Ground Hog Day at Laz’s?
An article published in Nature Medicine in 2015 with a co-author from Wuhan institute.
If you read the abstract it says they have assembled a virus in the lab that can transmit from bats to humans.
Remember that time when a virus escaped from a Chinese lab...
The 1977 H1N1 human influenza pandemic
Due to lab mishandling, a strain of the H1N1 influenza managed to escape from a Chinese facility that was likely trying to create a vaccine for the disease. The virus spread globally and had an infection rate of 20% to 70% among those exposed. Luckily, the strain of the virus caused only mild disease and few fatalities.
Various SARS outbreaks
Severe Acute Respiratory Syndrome (SARS) was a global epidemic in 2003 that caused 8,000 infections and 774 deaths across 29 countries.
Since the original epidemic, there have been six escapes of the virus from laboratories four in Beijing, and an additional one each in Singapore and Taiwan.
In all cases, the virus escaped due to negligence and human error. Fortunately, none of those escapes led to a renewed outbreak.
Smallpox outbreaks in Great Britain
From 1963 to 1978, there were three smallpox escapes from two different laboratories. All three were due to poor standards and bad practices within the labs. Three cases and at least 80 deaths were linked to the outbreaks.
The 1995 Venezuelan equine encephalitis (VEE) outbreak
In 1995, 10,000 people in Venezuela and 75,000 people in Colombia fell ill with a VEE strain that had escaped from a lab. The outbreak caused upwards of 311 deaths and 3,000 cases of neurological complications.
Just last year a lab explosion tore through a Russian bioweapons lab that stores Smallpox, Ebola and other nasty things.
1970 The Aral smallpox incident was a July 30, 1971 outbreak of the viral disease which occurred as a result of a field test at a Soviet biological weapons facility on an island in the Aral Sea. The incident sickened ten people, of whom three died, and came to widespread public notice only in 2002.
What scares me is not this current outbreak but what the future holds. We are truly not prepared for the “big one” and I am worried about weaponized disease. Government only has a certain capacity to protect a minimal amount of its people. Government’s first task is always taking care of government.
Here’s my ‘worst case’ scenario: (1% chance of it happening)
virus was an intentional release...
First wave kill-off the elderly and those with compromised health.

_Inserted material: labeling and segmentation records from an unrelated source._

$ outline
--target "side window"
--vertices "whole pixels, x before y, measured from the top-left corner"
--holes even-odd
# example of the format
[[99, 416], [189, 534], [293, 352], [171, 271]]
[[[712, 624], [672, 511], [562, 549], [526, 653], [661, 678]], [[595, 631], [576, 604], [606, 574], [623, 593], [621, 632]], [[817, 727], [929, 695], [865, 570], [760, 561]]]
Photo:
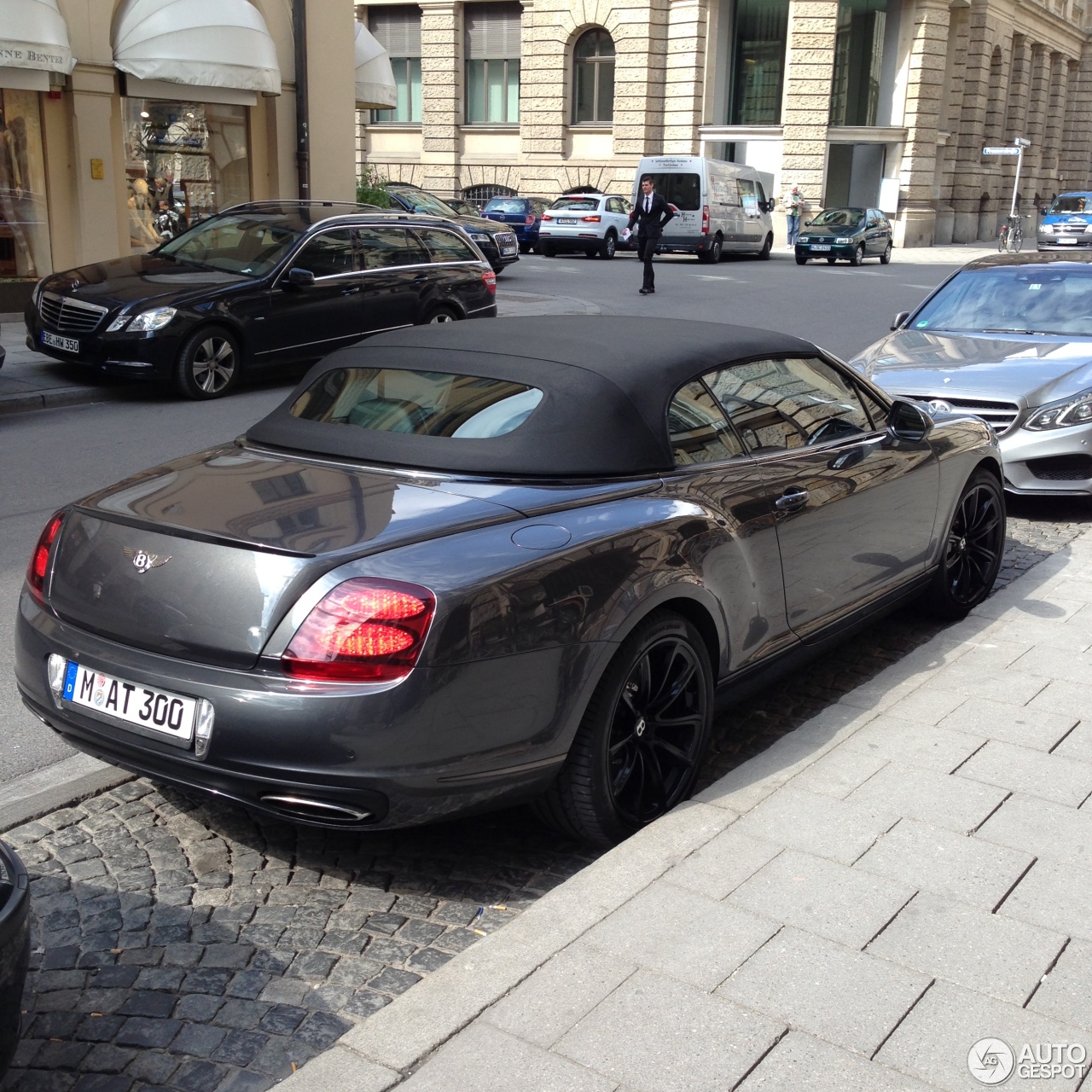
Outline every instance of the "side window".
[[[360, 252], [366, 270], [389, 269], [392, 265], [412, 265], [422, 261], [410, 249], [406, 233], [401, 227], [364, 227], [359, 233]], [[428, 261], [427, 258], [424, 261]]]
[[322, 235], [305, 245], [292, 264], [299, 269], [310, 270], [317, 277], [358, 272], [359, 266], [355, 259], [352, 228], [323, 232]]
[[768, 454], [873, 430], [856, 388], [823, 360], [737, 364], [705, 377], [747, 450]]
[[667, 430], [676, 466], [714, 463], [744, 453], [720, 406], [701, 382], [687, 383], [672, 399]]
[[476, 262], [477, 256], [454, 232], [436, 227], [417, 229], [417, 238], [428, 248], [434, 262]]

Second wave - healthy people get mild case - their health is compromised.
Third wave - those who had the mild case now get the more serious case.
Fourth wave - large scale die off of medical personnel, first responders, politicians (those who ‘network’ and routinely move within large groups of people), and military brass.
Abandoned children...
Panic.
Chinese come in to ‘help’...
The over hype from the media is akin to pulling fire alarms when there is no fire, a crime.
This person is in a position to expose a lot of people. When I taught school, I was aware that I came in contact with 180 ppl each day. When I thought I was coming down with strep, I asked my doctor to provide antibiotics immediately because of my job. I got the drugs over the phone. So I have no problem with the article highlighting the occupation in this case. Should be one of the first questions that emergency room staff ask for respiratory patients.
Have an appointment with my primary care doc today and was told by his office that they are not seeing any upper respiratory patients at that office, the hospital has set up a special entrance for these patients. I would say they are better prepared for this virus than John Hopkins.
China didn’t tell the world that they had a problem. Wuhan is a travel center. 60,000 people a day fly in & out of there.
Perfect vector for sending contaminated people out to harm the rest of the world.
China needs to literally PAY for all this damage.
Their own economy will be sharply cut back when the USA & other countries stop making so many products there.
Pharmaceuticals in particular need to NEVER be made there for consumption in other countries. Why would the health of BILLIONS of other countries be controlled by China?
BEYOND STUPID.
WILL CHINA WIN THE PANDEMIC WORLD WAR?